His words tarnished his shine leaving her wondering if she had just been a silly girl believing in a fairytale hero, when in truth, there were no larger than life heroes anymore. There were no gallant men. No men who lived and died by their honor.
Lily headed for the shower, taking her cell phone with her in case he called back. There was no way she was going to leave such a heated message and miss his return call.

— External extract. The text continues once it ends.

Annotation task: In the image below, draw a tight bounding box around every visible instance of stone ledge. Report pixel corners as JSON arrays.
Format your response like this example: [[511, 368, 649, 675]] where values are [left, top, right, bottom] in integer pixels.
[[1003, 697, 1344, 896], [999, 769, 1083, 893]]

She stood under the spray, peeling back the curtain every couple of minutes to check her phone until the water turned cool. The minute her foot hit the bathmat, her phone rang with the once bolstering chorus to Gloria Gaynor’s, I Will Survive.
She took a cleansing breath and clicked to answer, just to see it was the station calling, not Mason.
“Hello,” Lily said.
“Good morning, Lily,” Raymond Fields, the owner of the station said.